On the same day it issued its letter, the Agency approved vancomycin ANDAs submitted by Akorn, Inc. (“Akorn”), Strides Acrolab Limited (“Strides”), 33 and Watson. ViroPharma subsequently filed suit against FDA in the U.S. District for the District of Columbia, moving for a TRO and PI requiring FDA to withdraw the recent ANDA approvals for vancomycin products. Akorn, Alvogen, and Watson intervened as defendants.

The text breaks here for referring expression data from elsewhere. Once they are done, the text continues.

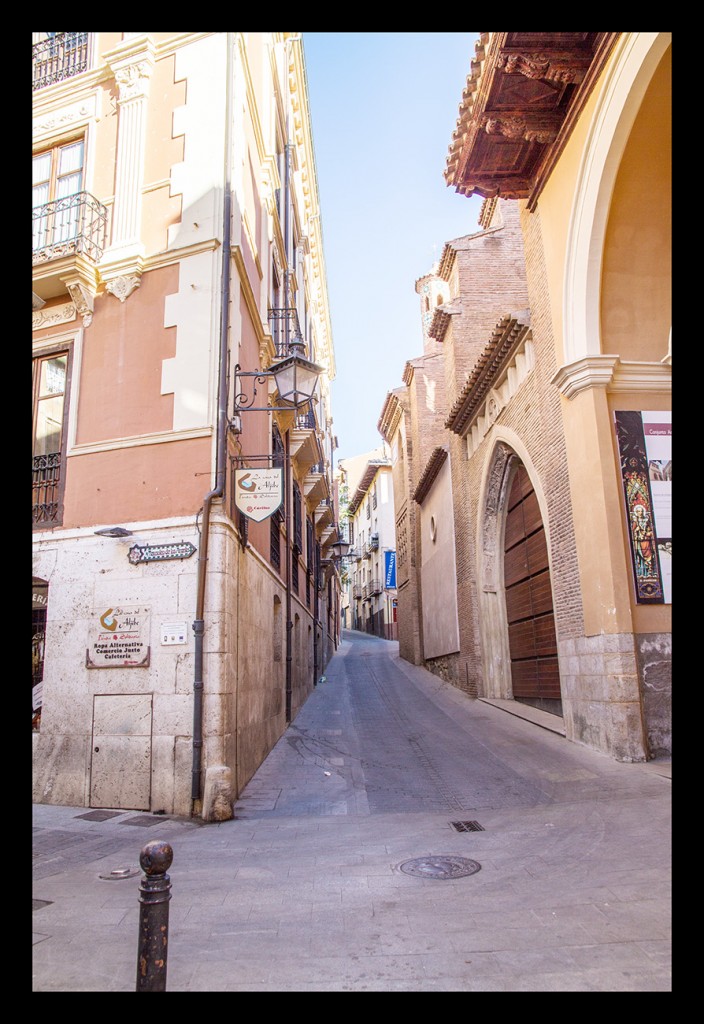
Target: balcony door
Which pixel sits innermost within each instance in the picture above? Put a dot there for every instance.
(49, 409)
(56, 180)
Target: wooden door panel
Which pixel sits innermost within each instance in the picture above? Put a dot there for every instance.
(532, 639)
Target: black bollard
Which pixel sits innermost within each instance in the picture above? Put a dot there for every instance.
(155, 893)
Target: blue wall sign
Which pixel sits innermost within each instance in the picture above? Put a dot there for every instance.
(390, 566)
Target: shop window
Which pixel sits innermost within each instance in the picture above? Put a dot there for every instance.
(50, 383)
(39, 601)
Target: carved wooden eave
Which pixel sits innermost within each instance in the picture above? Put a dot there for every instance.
(523, 95)
(441, 320)
(365, 482)
(508, 337)
(409, 370)
(446, 262)
(429, 474)
(391, 416)
(486, 214)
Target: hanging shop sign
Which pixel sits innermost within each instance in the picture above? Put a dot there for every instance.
(159, 552)
(258, 493)
(119, 638)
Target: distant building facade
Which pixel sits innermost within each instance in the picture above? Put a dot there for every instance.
(370, 563)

At the TRO/PI hearing, the court first noted that the FDCA provisions governing bioequivalence and new data exclusivity are not facially clear. 34 The judge deferred to FDA's interpretation, emphasizing not only the court's duty under Chevron, but also the Agency's competency to evaluate scientific data within its area of expertise and to interpret its governing statutes according to their underlying purpose. 35 Because of the deference owed to FDA's interpretation, the court held that ViroPharma was unlikely to succeed on the merits. 36
As to irreparable harm, the court held that ViroPharma's alleged reputational injury from potentially unsafe generic products and alleged financial injury from increased generic competition were too speculative to justify preliminary equitable relief. 37 Additionally, the court noted that ViroPharma's harm argument was severely undercut by public statements made by a financial officer, wherein the officer predicted continued profits despite increased generic competition. 38 The court also found that the balance of hardships favored the defendant-intervenors, as their products had already hit the market. 39 Finally, the court found that the increased generic competition was in the public interest, and therefore in the favor of FDA and defendant-intervenors. 40
The vancomycin case demonstrates an attempt by an NDA holder to use the citizen petition process and subsequent litigation as a means to delay generic competition, and illustrates the value of intervening on the side of FDA in order to protect approval in the face of such tactics. Further, this case provides additional insight into the arguments that courts generally favor and disfavor in cases challenging an Agency decision. As mentioned above, courts considering whether to enjoin an FDA action require a particularized showing of irreparable harm absent injunctive relief, and rosy statements made by the plaintiff's financial officers can undercut such arguments.
Conclusion
Drug manufacturers should strongly consider using citizen petitions and private correspondence to proactively resolve concerns surrounding product development and marketing. Because FDA decisions often coincide with critical determinations on marketing exclusivity and approval, the resulting litigation is on a very compressed schedule. The TRO/PI hearing will often take place within days of the filing of the complaint, and any separate hearing on the merits will often take place within weeks. Consequently, companies intending to petition FDA should be fully prepared to quickly litigate FDA's decision either as a plaintiff (in the event of an unfavorable decision) or as a defendant-intervenor (in the event of a favorable decision). The compressed schedule combined with the highly complex statutory subject matter at play present unique and difficult litigation challenges. The foregoing discussion provides a roadmap for navigating these challenges and illustrates that despite these obstacles, a concerted effort in petitioning FDA and litigating the results can pay huge dividends for drug developers.